Hijacking Large Audio-Language Models via Context-Agnostic and Imperceptible Auditory Prompt Injection

Modern Large audio-language models (LALMs) power intelligent voice interactions by tightly integrating audio and text. This integration, however, expands the attack surface beyond text and introduces vulnerabilities in the continuous, high-dimensional audio channel. While prior work studied audio jailbreaks, the security risks of malicious audio injection and downstream behavior manipulation remain underexamined. In this work, we reveal a previously overlooked threat, auditory prompt injection, under realistic constraints of audio data-only access and strong perceptual stealth. To systematically analyze this threat, we propose \textit{AudioHijack}, a general framework that generates context-agnostic and imperceptible adversarial audio to hijack LALMs. \textit{AudioHijack} employs sampling-based gradient estimation for end-to-end optimization across diverse models, bypassing non-differentiable audio tokenization. Through attention supervision and multi-context training, it steers model attention toward adversarial audio and generalizes to unseen user contexts. We also design a convolutional blending method that modulates perturbations into natural reverberation, making them highly imperceptible to users. Extensive experiments on 13 state-of-the-art LALMs show consistent hijacking across 6 misbehavior categories, achieving average success rates of 79\%-96\% on unseen user contexts with high acoustic fidelity. Real-world studies demonstrate that commercial voice agents from Mistral AI and Microsoft Azure can be induced to execute unauthorized actions on behalf of users. These findings expose critical vulnerabilities in LALMs and highlight the urgent need for dedicated defense.
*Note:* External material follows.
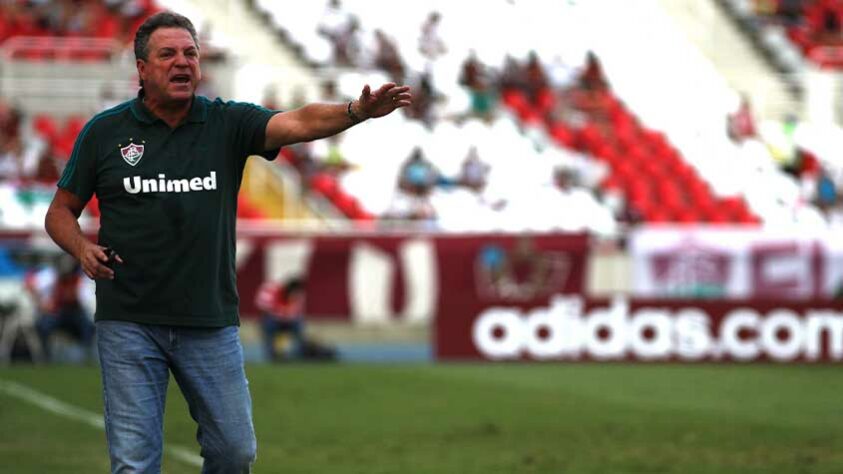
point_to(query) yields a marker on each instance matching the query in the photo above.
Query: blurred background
(600, 180)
翻译：现代大型音频-语言模型（LALMs）通过紧密整合音频与文本来驱动智能语音交互。然而，这种整合在文本之外扩展了攻击面，并在连续、高维的音频通道中引入了漏洞。尽管已有研究探讨了音频越狱，但恶意音频注入与下游行为操纵的安全风险仍未得到充分审视。在本工作中，我们揭示了一种此前被忽视的威胁——听觉提示注入，该威胁在仅能访问音频数据且需高度感知隐蔽性的现实约束下成立。为系统性分析此威胁，我们提出 *AudioHijack* 通用框架，可生成上下文无关且不易察觉的对抗性音频以劫持LALMs。*AudioHijack* 采用基于采样的梯度估计方法，在无需可微音频分词化的条件下实现跨多样模型的端到端优化。通过注意力监督与多上下文训练，该框架将模型注意力导向对抗性音频，并泛化至未见过的用户上下文。我们还设计了一种卷积混合方法，将扰动调制为自然混响效应，使其对用户高度不可感知。针对13个最先进LALMs的广泛实验表明，该框架在6种异常行为类别中实现了一致劫持，在未见用户上下文上达到79%-96%的平均成功率，且保持高听觉保真度。真实场景研究证实，来自Mistral AI与Microsoft Azure的商业语音代理可被诱导代表用户执行未授权操作。这些发现暴露了LALMs中的关键漏洞，凸显了针对性防御的迫切需求。